Peiroo highlighted examples of innovative deal structures, noting: “Pairing conventional debt financing with newly available tax incentives creates more attractive investment propositions. Another promising structure involves using philanthropic capital to de-risk early deployments, attracting additional funders who might otherwise perceive the risk as too high.”
Taher added that collaboration within the climate finance ecosystem ensures that projects can access a wide range of expertise and capital sources to navigate the challenges of early deployment and increase their chances of achieving commercial scale.

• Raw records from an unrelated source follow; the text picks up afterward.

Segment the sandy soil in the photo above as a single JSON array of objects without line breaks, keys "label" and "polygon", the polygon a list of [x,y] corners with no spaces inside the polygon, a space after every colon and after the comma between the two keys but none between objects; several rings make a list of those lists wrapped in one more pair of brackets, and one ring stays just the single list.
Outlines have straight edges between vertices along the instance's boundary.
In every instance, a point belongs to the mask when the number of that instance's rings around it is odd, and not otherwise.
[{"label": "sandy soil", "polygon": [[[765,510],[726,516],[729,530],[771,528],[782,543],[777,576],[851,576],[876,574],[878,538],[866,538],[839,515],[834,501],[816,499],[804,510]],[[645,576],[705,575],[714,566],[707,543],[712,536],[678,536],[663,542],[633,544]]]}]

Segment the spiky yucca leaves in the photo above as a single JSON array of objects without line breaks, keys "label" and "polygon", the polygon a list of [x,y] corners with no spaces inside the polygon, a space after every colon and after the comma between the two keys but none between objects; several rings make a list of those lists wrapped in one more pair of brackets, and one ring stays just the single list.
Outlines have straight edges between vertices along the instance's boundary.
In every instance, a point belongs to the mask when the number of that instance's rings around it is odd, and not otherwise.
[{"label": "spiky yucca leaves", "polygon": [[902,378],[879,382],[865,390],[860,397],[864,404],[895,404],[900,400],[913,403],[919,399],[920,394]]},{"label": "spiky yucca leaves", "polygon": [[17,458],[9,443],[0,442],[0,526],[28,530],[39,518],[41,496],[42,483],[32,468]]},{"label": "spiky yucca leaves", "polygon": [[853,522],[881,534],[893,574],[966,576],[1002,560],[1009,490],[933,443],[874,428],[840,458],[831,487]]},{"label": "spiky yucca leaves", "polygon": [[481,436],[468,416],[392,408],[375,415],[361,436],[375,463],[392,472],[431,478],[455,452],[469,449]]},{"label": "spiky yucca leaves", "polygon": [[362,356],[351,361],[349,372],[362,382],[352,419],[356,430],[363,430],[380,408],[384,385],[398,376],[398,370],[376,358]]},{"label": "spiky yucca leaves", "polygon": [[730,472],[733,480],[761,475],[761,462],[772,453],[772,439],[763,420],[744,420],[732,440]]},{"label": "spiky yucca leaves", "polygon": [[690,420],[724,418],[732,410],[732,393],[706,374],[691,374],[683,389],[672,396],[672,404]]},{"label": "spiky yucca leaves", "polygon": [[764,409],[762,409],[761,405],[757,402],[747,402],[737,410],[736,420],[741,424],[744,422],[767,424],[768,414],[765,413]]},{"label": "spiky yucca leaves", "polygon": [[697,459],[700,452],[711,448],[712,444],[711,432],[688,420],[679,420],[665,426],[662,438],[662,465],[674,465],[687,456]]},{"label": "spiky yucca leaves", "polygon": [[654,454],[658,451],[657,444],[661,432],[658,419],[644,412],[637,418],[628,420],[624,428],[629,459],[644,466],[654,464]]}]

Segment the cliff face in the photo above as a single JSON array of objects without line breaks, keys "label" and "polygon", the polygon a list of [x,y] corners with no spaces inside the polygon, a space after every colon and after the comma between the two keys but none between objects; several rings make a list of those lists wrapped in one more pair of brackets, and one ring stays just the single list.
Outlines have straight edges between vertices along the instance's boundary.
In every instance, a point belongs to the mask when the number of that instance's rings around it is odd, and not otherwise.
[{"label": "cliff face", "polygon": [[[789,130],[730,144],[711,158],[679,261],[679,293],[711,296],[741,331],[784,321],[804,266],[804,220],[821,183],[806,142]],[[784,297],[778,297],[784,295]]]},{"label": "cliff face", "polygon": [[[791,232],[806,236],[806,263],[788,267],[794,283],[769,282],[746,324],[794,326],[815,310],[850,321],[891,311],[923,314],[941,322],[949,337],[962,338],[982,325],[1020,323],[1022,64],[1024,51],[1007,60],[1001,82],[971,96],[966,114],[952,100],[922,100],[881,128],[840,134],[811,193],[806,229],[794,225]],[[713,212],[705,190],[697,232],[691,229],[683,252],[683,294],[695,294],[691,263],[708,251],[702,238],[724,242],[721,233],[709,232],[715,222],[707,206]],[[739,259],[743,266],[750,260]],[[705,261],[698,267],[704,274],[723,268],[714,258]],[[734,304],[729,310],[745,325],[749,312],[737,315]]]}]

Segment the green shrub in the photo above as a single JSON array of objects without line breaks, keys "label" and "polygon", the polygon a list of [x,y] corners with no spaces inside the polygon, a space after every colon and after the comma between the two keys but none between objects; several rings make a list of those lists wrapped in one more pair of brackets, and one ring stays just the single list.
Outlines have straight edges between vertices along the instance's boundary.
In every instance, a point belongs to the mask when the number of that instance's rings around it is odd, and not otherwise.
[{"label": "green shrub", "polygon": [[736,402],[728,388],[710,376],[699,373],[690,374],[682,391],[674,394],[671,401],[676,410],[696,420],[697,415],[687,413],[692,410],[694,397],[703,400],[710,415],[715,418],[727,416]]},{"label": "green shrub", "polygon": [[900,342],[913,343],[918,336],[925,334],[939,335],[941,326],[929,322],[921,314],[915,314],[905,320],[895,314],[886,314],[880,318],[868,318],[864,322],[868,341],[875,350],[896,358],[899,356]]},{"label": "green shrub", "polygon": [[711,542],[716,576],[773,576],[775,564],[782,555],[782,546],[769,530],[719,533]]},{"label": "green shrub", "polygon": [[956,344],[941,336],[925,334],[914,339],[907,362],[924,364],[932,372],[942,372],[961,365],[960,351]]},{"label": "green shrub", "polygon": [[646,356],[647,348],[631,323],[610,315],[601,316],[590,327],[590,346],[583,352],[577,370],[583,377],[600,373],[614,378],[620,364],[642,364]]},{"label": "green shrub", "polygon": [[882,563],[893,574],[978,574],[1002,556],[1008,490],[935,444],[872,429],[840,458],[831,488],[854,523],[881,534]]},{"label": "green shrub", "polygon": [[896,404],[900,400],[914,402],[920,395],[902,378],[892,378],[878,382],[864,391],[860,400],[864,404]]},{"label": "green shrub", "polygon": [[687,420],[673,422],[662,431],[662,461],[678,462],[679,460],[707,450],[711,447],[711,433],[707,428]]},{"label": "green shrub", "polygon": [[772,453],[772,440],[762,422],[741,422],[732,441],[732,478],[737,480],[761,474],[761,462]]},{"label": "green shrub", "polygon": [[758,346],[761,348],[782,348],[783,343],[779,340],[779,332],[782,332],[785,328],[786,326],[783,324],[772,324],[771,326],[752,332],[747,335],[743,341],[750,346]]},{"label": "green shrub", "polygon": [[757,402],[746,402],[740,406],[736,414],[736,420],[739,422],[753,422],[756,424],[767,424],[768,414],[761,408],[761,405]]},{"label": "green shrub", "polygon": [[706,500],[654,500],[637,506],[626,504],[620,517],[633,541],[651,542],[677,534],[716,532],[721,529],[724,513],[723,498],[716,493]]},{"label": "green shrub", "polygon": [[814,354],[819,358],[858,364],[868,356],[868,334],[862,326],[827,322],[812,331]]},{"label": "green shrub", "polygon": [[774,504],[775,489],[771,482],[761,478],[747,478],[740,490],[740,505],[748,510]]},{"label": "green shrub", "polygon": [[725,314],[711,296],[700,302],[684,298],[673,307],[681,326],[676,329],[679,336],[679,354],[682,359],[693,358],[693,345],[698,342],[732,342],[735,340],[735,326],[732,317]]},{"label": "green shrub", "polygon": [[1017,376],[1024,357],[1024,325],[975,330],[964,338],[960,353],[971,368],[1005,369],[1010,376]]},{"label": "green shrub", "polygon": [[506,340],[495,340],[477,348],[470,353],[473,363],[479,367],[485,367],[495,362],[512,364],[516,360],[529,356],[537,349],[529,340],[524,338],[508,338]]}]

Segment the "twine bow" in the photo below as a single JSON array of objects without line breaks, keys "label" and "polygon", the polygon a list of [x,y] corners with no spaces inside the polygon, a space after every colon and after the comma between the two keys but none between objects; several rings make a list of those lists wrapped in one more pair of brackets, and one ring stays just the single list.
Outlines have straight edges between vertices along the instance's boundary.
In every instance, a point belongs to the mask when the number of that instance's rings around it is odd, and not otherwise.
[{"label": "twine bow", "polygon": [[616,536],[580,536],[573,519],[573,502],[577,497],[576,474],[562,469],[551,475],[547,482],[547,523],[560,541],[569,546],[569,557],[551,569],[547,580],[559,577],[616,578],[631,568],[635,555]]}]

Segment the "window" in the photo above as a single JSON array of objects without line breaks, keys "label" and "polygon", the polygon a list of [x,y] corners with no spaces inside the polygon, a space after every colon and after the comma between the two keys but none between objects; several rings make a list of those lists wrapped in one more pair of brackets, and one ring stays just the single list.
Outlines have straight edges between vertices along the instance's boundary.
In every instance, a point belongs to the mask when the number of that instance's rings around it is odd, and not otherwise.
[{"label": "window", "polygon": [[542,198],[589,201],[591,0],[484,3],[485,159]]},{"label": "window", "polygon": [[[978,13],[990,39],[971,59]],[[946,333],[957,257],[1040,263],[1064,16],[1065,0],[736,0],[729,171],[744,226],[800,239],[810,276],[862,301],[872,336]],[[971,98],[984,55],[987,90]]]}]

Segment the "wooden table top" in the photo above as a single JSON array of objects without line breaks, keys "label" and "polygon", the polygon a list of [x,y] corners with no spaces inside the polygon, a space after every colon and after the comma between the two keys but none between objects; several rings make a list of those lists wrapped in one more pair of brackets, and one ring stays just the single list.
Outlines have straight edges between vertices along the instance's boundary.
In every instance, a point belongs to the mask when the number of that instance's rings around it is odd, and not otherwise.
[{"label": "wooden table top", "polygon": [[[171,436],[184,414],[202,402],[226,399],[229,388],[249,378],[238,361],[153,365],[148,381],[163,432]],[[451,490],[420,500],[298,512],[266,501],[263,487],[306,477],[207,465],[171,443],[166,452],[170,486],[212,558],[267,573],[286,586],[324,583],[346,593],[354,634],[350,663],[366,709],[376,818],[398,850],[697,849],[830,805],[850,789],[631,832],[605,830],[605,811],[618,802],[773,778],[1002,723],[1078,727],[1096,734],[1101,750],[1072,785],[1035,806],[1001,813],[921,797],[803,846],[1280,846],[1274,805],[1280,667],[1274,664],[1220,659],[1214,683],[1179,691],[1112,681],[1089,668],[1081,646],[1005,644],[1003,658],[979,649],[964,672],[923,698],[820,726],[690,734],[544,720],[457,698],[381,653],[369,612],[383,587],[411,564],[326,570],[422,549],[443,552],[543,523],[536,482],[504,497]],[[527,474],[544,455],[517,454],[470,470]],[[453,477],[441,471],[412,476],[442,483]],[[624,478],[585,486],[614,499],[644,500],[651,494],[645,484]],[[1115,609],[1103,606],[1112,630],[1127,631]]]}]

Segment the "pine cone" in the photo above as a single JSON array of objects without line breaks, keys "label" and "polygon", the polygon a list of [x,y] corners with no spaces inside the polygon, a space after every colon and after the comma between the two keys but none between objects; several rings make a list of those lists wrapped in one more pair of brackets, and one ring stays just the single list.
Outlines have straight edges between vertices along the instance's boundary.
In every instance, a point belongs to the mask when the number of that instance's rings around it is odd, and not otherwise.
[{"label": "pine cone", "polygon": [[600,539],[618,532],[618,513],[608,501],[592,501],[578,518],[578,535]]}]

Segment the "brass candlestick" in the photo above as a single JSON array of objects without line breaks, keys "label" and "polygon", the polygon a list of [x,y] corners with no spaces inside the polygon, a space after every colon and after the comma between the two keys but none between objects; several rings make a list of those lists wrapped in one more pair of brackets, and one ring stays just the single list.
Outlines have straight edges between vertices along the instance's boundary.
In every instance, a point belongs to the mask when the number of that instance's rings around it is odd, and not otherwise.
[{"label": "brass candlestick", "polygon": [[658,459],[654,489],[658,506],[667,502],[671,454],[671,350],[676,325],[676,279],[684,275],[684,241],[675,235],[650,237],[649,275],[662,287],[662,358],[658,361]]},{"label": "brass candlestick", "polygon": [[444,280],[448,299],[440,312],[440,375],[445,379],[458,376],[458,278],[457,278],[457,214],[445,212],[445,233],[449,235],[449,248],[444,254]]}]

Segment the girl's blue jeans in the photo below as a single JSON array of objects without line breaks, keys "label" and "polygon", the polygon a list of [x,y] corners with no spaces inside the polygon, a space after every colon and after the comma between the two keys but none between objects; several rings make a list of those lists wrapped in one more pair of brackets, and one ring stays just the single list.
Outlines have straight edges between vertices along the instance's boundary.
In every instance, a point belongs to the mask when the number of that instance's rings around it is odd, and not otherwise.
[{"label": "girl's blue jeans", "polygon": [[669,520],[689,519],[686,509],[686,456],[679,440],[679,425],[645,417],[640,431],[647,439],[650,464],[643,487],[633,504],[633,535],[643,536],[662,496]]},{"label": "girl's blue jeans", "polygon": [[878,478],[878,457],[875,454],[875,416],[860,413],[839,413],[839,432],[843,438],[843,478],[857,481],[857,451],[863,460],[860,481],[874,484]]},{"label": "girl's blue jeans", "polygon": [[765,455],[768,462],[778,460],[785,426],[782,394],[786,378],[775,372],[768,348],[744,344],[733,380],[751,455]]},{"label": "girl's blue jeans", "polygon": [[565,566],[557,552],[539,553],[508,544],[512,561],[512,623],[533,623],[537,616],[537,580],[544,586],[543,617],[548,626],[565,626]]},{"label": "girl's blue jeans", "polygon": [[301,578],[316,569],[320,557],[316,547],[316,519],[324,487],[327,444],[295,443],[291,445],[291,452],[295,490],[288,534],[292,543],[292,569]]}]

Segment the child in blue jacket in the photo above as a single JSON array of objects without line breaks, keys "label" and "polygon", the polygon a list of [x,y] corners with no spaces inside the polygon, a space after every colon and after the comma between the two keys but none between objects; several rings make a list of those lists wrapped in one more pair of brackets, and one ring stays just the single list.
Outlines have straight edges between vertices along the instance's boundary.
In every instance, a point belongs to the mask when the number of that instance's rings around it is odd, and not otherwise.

“Key lessons from successful Scale Gap traversal projects include securing diverse funding sources early in the project lifecycle, effectively leveraging government incentives and public-private partnerships, and engaging proactively with community stakeholders to ensure project acceptance and support,” he said.
Poised for leadership
Peiroo observed that in the Middle East, sovereign funds and state-owned companies are playing a crucial role in financing climate technology initiatives, both domestically and in overseas markets, thereby positioning the region for leadership in renewable energy and sustainable projects.
“There is substantial potential for increased collaboration between these entities, global investors, and technology partners, which could accelerate the scaling of innovations regionally and internationally,” he said.
The BCG Partner stated that he expects the climate technology financing landscape to evolve significantly over the next 5-10 years, with increased public and private capital availability for climate projects driven by growing awareness of climate urgency and potential returns.
“Blended finance models, which combine various funding types to optimise risk-return profiles, will likely gain prominence. Government policies and incentives are expected to be increasingly pivotal in driving investments. Additionally, international cooperation and global climate finance initiatives will become increasingly important as addressing climate change requires coordinated global action,” he concluded.